Friday, Sep. 22, 1967

99.2% Solid

All through the night the red beacon on top of the great rock flashes out its insistent and seemingly perpetual message: dash dash dot, dash dot dot dot. In the nearby Spanish villages of La Linea and San Roque and across the Campo plains to the mountains beyond, the people know that the Morse code signal stands for the letters G and B: Great Britain. The light is a constant reminder to the Spaniards that Gibraltar is British, as it has been ever since Britain seized it from Spain 263 years ago.

Last week Gibraltar proved that it is even more British than anyone had imagined. As the voters went to the polls for a special referendum to decide whether Gibraltar should remain with Britain or be turned back to Spain, the 2 1/4-sq-mi. crown colony was decked out in Union Jacks from its deepwater harbor to its 1,396-ft. summit. Stickers everywhere proclaimed such slogans as I'M O.K. WITH THE U.K. When the count was made, only 44 of the 12,237 voters opted for reunion with Spain. The rest--an astonishing 99.2%--preferred to retain their unique status as British subjects in the last colony on European soil.

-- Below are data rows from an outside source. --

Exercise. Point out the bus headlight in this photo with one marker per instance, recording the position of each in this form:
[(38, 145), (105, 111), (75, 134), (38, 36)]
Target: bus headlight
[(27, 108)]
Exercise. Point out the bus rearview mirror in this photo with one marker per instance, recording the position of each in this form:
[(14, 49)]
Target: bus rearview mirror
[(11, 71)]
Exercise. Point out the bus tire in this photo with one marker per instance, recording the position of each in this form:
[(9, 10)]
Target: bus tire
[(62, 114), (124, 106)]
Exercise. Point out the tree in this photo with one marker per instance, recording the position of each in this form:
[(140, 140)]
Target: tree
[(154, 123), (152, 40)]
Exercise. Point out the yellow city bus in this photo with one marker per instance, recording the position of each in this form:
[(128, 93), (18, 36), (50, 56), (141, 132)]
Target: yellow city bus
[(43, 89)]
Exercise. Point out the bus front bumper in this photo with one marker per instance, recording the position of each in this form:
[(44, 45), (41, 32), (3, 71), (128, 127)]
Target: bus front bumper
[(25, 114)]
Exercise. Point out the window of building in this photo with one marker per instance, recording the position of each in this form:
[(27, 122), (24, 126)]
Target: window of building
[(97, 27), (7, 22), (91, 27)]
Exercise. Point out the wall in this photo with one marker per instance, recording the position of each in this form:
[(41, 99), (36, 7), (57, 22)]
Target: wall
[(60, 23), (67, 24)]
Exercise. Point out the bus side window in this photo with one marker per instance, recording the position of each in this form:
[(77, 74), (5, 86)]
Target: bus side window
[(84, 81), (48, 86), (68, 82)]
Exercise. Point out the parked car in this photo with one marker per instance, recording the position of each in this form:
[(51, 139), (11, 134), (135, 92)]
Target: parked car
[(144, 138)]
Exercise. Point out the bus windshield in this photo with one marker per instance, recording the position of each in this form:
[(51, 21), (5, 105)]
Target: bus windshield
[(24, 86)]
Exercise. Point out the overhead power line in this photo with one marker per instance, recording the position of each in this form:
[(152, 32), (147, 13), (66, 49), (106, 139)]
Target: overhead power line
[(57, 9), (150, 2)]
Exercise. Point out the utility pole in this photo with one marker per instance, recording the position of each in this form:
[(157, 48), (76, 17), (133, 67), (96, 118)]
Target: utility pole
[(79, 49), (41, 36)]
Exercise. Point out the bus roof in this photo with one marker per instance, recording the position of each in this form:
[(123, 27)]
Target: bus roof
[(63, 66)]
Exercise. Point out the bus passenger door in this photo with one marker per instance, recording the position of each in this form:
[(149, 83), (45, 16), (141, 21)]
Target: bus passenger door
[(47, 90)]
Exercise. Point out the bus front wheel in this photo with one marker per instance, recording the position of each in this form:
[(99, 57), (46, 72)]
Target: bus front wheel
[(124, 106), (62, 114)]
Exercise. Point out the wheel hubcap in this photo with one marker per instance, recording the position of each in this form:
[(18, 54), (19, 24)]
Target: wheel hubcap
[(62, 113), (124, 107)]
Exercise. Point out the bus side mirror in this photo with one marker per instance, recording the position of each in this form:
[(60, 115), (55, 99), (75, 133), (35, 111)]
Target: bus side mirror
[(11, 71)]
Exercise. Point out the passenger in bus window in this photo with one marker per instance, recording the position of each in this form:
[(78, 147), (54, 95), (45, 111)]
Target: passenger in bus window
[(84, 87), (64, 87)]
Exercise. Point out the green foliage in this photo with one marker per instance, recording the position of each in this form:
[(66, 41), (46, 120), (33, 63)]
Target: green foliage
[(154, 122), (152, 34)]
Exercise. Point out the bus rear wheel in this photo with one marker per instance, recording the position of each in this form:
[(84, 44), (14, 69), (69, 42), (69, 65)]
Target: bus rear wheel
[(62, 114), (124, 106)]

Wrong Residents. Gibraltarians feel that life under British rule is far freer and more prosperous than life in Franco's Spain, have developed a British sense of fair play and justice and an almost embarrassing devotion to the royal family. By ancestry most of them are neither British nor Spanish. Some are Sephardic Jews originally expelled from Spain during the Inquisition; others fled Genoa in the 1790s to escape the havoc of the Napoleonic Wars; many came from Malta to seek work in the British dockyards. Over the years, they have developed into a surprisingly homogeneous population of 25,000 people who are tidy, industrious and bilingual (English and Spanish).

Spain rejected their vote for Britain on the grounds that the legitimate Gibraltarians are not the present ones but the villagers in La Linea and San Roque and across the bay in Algeciras, whose ancestors fled the invading British in 1704. (The United Nations, which supports this view, also refused to accept the referendum.) To show its displeasure at Britain's insistence on keeping the rock, Spain has imposed on Gibraltar a series of annoyances, ranging from a slash in the number of Spanish men workers (from 14,500 to 6,000) who cross daily into the colony to a ban on border crossings by all vehicles. The Spanish government seems to be laying the groundwork for an eventual sealing of the border entirely: it is planning to industrialize the area around La Linea and San Roque, building enough plants to provide jobs for the workers who still draw their paychecks from Gibraltar.